In Milne's notes on Class Field Theory, I.1.9, there is the following claim stated without proof:
Suppose $L/K$ is a finite abelian extension of local fields, and let $\phi_K:K^\times\to Gal(L/K)$ be the local artin map, which is surjective with kernel $Nm(L^\times)$. Then $L/K$ is tamely ramified iff $1+\mathfrak{m}_K\subset Nm(L^\times)$.

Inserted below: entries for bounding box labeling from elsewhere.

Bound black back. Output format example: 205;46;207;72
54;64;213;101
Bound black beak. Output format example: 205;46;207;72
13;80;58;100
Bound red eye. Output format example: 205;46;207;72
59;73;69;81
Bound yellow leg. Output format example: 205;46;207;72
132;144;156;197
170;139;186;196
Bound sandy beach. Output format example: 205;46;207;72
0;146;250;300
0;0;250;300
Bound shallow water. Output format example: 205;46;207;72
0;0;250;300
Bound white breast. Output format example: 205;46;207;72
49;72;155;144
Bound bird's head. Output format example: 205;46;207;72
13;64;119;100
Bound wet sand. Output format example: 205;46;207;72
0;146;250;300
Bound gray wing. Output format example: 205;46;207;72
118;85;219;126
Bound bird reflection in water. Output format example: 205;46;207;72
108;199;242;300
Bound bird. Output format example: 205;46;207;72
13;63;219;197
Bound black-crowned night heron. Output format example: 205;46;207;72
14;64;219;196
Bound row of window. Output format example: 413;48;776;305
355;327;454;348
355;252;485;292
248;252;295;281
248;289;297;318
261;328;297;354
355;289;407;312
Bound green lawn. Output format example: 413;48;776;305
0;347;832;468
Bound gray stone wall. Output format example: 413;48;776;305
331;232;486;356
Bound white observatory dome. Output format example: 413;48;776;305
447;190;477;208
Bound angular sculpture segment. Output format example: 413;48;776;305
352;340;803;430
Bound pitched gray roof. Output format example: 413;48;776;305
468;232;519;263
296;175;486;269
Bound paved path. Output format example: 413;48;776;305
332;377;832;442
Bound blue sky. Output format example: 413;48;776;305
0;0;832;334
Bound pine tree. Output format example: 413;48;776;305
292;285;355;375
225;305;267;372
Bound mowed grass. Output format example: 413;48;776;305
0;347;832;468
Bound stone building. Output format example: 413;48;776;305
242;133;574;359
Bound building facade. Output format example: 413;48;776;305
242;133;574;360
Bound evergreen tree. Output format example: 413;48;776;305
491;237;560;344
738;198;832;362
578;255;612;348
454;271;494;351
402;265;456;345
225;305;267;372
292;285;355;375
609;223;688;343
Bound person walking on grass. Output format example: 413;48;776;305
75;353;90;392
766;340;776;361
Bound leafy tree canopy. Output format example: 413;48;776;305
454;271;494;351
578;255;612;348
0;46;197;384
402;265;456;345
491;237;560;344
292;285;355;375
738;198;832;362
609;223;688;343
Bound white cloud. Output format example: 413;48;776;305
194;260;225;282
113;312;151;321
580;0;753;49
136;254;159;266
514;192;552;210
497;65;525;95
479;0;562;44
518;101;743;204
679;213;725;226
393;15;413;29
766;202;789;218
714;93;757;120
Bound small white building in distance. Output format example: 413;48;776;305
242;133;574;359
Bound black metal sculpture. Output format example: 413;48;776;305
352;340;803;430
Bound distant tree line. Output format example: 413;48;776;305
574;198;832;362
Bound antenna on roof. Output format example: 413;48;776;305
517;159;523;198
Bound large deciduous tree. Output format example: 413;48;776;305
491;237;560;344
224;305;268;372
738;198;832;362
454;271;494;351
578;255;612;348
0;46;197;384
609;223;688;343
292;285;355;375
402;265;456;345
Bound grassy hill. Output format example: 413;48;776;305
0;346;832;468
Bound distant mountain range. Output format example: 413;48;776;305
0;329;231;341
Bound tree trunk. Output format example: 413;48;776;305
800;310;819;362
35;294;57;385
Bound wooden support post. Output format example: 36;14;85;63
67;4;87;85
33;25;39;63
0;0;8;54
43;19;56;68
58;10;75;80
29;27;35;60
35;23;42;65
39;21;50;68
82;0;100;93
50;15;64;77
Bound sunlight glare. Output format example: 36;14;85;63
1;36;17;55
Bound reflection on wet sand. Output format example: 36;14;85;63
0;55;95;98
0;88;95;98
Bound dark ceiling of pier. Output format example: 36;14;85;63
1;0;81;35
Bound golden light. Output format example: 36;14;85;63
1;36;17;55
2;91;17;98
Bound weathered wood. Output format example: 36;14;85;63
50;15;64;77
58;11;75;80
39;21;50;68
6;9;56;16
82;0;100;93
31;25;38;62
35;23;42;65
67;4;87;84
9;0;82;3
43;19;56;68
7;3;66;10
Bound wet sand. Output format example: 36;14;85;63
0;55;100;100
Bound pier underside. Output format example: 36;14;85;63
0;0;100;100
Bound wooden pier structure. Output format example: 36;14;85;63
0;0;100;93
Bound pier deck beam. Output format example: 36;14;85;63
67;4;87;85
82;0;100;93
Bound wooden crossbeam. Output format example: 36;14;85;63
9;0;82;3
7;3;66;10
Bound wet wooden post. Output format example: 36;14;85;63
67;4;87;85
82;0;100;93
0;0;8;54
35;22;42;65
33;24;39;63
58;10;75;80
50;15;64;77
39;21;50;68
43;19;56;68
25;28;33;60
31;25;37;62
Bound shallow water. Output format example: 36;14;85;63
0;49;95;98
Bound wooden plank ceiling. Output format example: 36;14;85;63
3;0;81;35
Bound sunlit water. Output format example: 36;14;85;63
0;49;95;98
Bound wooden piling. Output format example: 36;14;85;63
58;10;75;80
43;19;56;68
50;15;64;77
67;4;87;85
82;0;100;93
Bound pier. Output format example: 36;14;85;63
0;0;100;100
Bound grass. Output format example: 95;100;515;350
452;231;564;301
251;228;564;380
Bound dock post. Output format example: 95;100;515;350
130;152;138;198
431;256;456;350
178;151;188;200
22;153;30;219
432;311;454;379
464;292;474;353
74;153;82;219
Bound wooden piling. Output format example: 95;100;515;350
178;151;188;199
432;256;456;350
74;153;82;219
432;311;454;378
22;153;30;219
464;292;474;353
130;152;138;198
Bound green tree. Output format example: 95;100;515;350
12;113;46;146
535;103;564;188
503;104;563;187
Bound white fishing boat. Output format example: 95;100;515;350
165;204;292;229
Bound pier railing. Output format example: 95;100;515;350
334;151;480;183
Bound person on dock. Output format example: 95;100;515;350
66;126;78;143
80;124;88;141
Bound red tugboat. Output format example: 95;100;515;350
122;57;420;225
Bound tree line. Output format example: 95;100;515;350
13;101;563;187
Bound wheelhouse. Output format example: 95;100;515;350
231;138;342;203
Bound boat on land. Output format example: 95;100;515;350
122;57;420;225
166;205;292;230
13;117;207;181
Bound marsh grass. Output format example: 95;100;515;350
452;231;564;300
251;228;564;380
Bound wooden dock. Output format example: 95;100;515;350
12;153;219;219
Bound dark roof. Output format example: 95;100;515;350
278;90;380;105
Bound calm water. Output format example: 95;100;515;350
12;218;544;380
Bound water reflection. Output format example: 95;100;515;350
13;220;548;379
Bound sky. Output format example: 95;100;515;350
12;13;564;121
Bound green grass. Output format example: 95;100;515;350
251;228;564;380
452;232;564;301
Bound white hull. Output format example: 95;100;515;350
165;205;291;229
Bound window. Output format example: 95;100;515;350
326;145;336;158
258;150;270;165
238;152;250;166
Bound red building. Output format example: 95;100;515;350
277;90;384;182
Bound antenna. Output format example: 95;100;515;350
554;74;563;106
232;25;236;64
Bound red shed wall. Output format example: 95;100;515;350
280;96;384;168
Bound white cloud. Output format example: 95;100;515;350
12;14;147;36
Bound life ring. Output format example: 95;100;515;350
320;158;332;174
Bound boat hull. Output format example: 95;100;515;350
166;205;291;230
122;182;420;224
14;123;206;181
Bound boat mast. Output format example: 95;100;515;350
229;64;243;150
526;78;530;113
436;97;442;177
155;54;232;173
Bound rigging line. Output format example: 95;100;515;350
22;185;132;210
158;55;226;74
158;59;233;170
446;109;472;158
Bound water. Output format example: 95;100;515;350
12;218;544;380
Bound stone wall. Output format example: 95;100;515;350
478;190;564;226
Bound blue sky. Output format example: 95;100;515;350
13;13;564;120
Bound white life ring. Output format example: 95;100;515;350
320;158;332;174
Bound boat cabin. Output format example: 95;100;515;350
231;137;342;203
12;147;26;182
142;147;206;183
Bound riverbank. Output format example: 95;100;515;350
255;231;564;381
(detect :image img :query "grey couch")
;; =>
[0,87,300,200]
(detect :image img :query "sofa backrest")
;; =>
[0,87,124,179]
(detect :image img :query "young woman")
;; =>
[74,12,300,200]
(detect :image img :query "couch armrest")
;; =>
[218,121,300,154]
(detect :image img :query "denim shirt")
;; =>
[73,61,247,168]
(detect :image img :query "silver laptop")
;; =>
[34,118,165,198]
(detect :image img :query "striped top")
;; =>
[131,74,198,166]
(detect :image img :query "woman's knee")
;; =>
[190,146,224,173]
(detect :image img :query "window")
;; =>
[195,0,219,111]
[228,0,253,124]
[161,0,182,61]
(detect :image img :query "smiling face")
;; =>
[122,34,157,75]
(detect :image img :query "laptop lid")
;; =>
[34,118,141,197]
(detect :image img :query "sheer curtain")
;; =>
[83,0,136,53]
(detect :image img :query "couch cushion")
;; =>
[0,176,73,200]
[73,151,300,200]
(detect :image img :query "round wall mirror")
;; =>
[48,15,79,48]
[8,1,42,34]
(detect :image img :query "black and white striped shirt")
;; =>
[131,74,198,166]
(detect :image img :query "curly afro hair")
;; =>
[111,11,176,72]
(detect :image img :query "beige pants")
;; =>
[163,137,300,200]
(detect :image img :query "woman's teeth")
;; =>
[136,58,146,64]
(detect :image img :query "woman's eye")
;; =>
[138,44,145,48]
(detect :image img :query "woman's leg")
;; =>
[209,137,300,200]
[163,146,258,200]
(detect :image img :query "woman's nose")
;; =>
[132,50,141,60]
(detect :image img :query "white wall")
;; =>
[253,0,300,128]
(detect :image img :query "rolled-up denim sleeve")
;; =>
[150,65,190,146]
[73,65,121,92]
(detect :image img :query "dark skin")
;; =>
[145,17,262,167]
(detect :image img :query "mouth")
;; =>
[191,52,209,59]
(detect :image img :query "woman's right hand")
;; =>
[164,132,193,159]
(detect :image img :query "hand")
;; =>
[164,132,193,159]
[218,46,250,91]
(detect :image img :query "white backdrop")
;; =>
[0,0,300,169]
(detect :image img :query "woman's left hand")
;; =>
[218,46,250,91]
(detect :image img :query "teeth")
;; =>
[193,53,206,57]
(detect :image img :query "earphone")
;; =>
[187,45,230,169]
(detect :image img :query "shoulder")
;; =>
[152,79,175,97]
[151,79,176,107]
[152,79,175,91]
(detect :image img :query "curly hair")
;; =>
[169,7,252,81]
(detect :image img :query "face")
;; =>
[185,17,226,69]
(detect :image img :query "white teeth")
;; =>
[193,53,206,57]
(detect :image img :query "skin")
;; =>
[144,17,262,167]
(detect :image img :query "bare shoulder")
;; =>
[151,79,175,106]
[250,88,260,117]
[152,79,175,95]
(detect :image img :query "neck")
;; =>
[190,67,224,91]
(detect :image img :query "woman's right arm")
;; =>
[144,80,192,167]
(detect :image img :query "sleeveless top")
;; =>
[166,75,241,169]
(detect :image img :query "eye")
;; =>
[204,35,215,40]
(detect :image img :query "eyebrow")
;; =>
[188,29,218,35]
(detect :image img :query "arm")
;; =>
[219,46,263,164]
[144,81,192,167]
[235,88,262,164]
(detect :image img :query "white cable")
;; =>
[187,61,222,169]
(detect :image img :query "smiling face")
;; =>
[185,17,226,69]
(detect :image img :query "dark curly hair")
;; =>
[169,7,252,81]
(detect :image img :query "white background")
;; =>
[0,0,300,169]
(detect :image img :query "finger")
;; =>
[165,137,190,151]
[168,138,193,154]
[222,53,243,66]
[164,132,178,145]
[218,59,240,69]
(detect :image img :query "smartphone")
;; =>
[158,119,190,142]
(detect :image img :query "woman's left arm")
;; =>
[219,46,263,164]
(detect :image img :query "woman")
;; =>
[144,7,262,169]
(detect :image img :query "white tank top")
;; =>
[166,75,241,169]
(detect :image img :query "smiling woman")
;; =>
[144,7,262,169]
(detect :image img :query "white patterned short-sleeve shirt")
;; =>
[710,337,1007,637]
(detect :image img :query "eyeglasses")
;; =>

I can prove one direction: consider the composition $K^\times/Nm(L^\times)\to Gal(L/K)\to Gal(l/k)$, where $l,k$ are the residue fields; let $p$ be the residue characteristic. The first map is an isomorphism, and if $L/K$ is tamely ramified then the second map is surjective with kernel having order prime to $p$. Now if $\alpha\in 1+\mathfrak{m}_K$, then $\alpha^{p^n}\in 1+\mathfrak{m}_K^{n+1}$ (prove by induction on $n$), and so for large $n$ we have $\alpha^{p^n}=1$ in $K^\times/Nm(L^\times)$. On the other hand, $\alpha$ is a unit, so it maps to 1 in $Gal(l/k)$, and hence by hypothesis the order of $\alpha$ is prime to $p$. It follows that in fact $\alpha=1$, so $1+\mathfrak{m}_K\in Nm(L^\times)$.
However, I don't know how to prove the other direction (except when $k=\mathbb{F}_p$ and thus $u^{p-1}\in 1+\mathfrak{m}_K$ for any unit $u$ of $K$). Can someone suggest a proof?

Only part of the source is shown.